During the course of this litigation, King County has updated its advertising policy twice: first, on April 8, 2011, and again January 12, 2012. Annoyingly, the county deletes its old policies, instead of archiving them, making it difficult to quickly see what changed. Fortunately, we have websites like the The Internet Archive and its “Wayback Machine“, which made it easy to obtain a copy of the previous policy.
In comparing the policies, I observed that, in April 2011, the county chose to remain defiant in the face of litigation, since that’s the policy prohibiting ads on “matters of public debate about economic, political, religious, or social issues.”

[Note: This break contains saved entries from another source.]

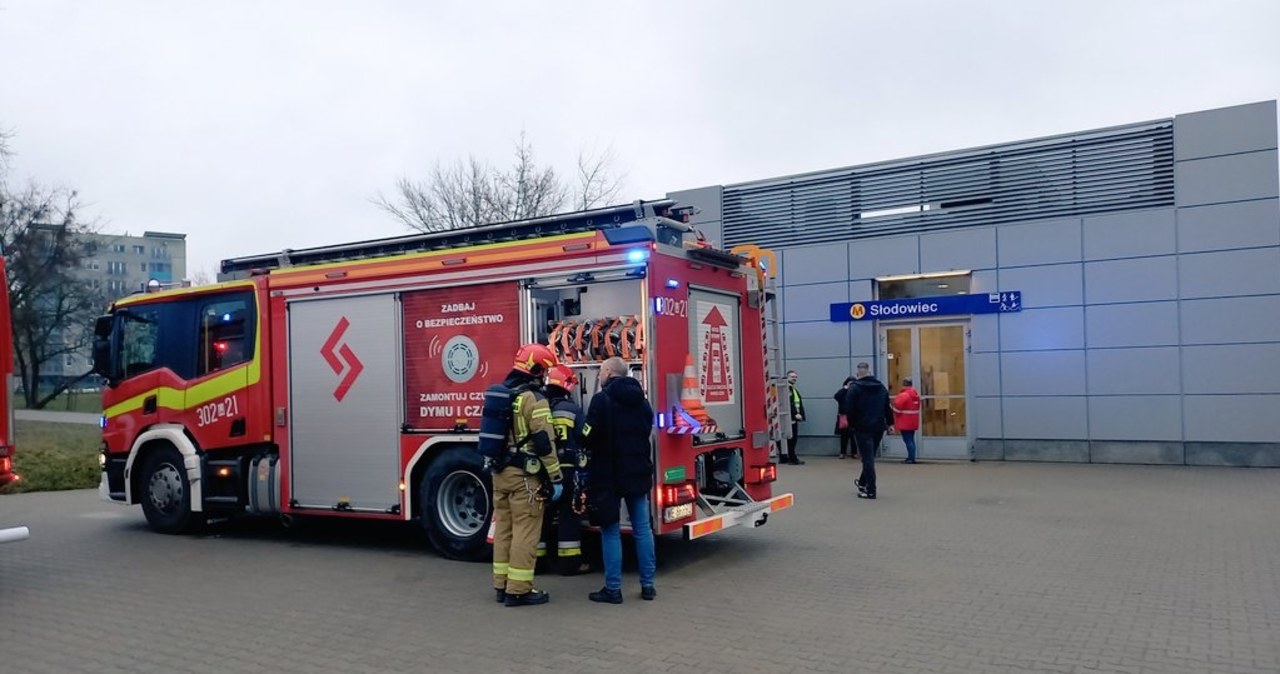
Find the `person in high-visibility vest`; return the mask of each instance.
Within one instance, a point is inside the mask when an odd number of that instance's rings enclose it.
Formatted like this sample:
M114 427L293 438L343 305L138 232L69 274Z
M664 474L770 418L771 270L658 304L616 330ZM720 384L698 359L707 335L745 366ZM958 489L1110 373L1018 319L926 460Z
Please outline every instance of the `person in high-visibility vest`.
M800 422L804 421L804 398L800 395L800 389L796 388L796 382L800 380L800 375L795 370L787 371L788 388L791 389L791 437L787 438L787 458L783 463L789 463L793 466L803 466L804 462L800 457L796 456L796 442L800 440Z

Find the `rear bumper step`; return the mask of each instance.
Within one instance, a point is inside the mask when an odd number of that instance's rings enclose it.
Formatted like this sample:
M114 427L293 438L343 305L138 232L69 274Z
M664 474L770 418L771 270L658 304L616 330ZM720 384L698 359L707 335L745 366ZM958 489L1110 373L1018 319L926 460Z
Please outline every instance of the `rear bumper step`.
M783 494L764 501L726 508L722 513L684 525L684 539L691 541L748 522L752 526L761 526L768 521L770 513L790 508L795 500L795 494Z

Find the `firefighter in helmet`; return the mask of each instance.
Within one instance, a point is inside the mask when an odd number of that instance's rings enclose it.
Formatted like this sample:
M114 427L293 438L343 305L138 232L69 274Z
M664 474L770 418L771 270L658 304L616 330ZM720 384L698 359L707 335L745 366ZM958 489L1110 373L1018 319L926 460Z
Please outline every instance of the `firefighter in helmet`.
M548 506L544 525L544 540L555 545L555 567L562 576L586 573L591 566L582 558L582 486L587 455L582 446L582 407L573 400L573 390L578 387L578 375L567 365L557 365L547 373L547 400L551 403L551 423L556 432L556 450L560 456L560 471L564 474L565 495Z
M493 587L507 606L545 604L550 595L533 588L538 539L542 536L543 503L564 494L556 456L551 408L538 392L556 356L541 344L525 344L503 381L512 390L510 448L494 466Z

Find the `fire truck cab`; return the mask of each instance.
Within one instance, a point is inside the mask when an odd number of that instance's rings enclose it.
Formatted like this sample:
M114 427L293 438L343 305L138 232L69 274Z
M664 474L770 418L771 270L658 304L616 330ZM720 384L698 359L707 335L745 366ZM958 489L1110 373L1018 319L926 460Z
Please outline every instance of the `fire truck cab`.
M222 282L95 326L104 499L164 533L237 514L421 523L487 555L483 391L526 342L618 356L656 412L657 533L763 524L781 438L767 255L708 246L669 200L224 260Z

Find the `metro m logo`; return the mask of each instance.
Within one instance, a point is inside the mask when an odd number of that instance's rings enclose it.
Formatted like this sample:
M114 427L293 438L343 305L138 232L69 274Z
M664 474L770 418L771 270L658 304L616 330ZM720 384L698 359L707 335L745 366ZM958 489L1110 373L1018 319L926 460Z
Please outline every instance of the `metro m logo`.
M347 327L351 325L351 321L343 316L338 320L338 325L333 328L333 332L329 333L329 338L324 340L324 344L320 347L320 355L324 356L324 360L336 375L342 376L342 380L338 382L338 388L333 390L333 397L342 402L347 396L347 391L351 390L351 385L356 383L356 378L364 371L364 363L356 358L355 352L351 350L350 344L338 344L342 341L342 335L346 334ZM342 374L346 369L347 373Z

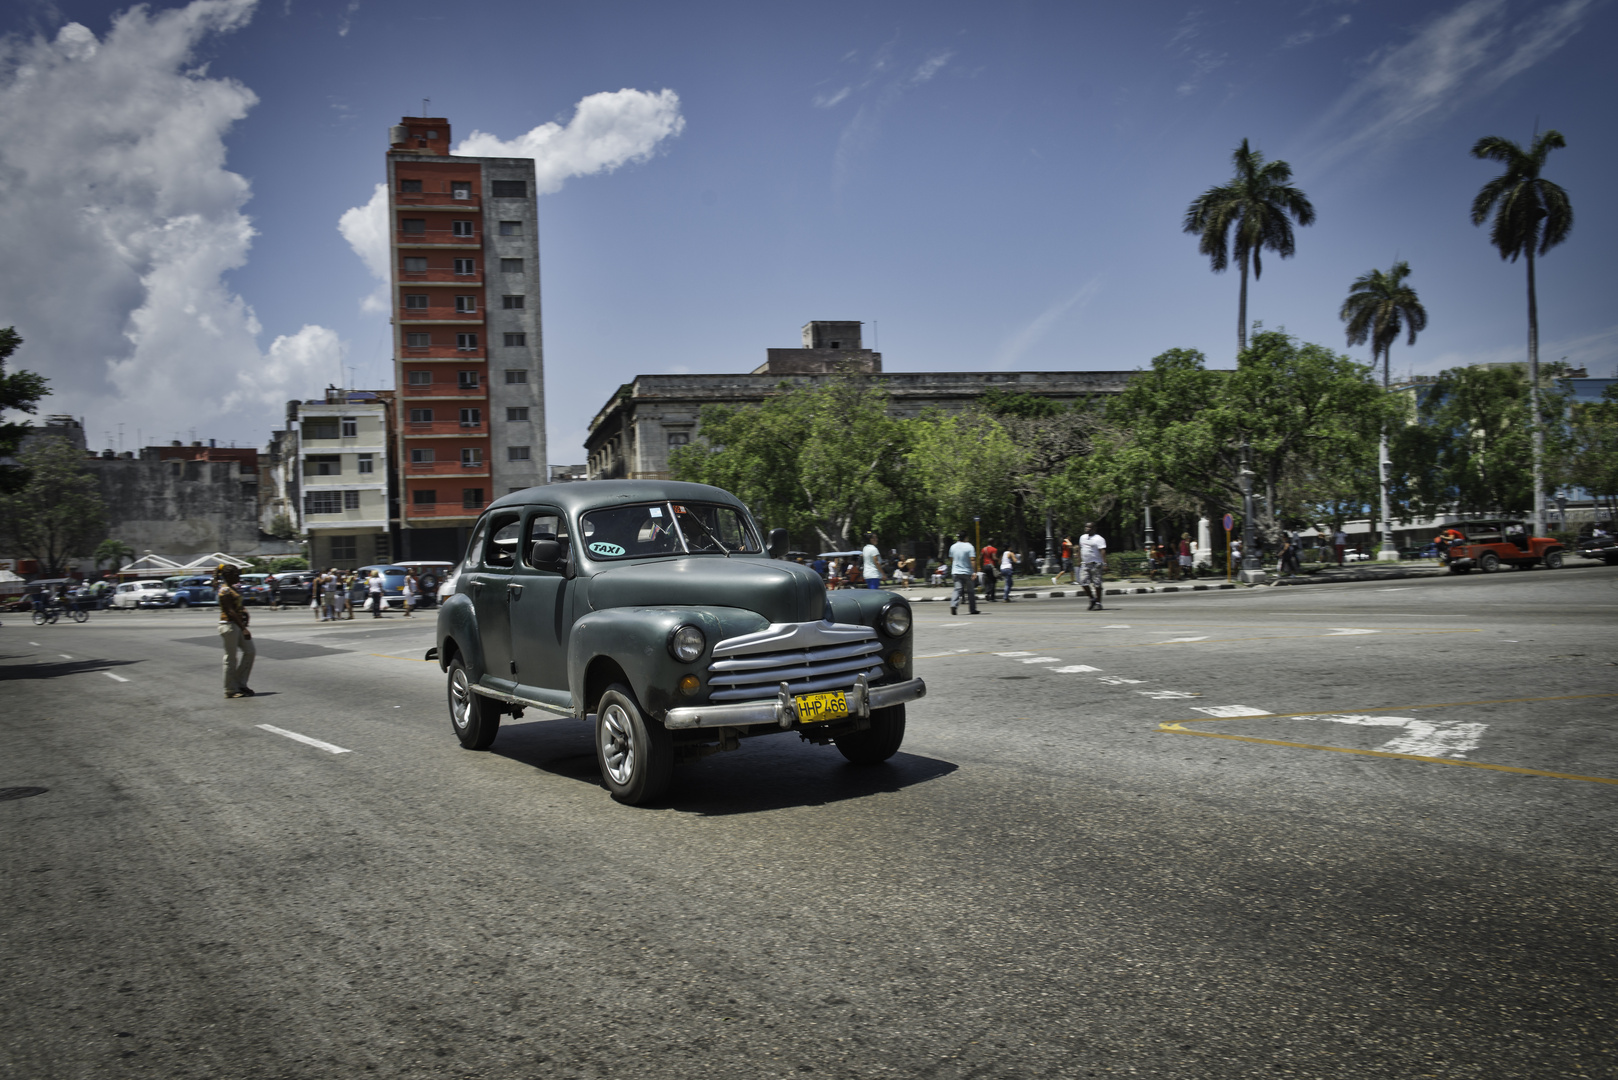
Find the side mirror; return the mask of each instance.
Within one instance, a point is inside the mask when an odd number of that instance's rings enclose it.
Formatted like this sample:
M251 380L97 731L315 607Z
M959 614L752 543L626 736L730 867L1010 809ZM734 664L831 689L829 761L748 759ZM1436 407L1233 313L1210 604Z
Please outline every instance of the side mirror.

However, in the January 2012 policy, they dropped the “Public Issue” prohibition (paragraph 6.2.2) and changed the “Disparaging” prohibition into a broader “Demeaning or Disparaging” prohibition (paragraph 6.2.8), which is defined as:
“Advertising that contains material that demeans or disparages an individual, group of individuals or entity. For purposes of determining whether an advertisement contains such material, the County will determine whether a reasonably prudent person, knowledgeable of the County’s ridership and using prevailing community standards, would believe that the advertisement contains material that ridicules or mocks, is abusive or hostile to, or debases the dignity or stature of any individual, group of individuals or entity.”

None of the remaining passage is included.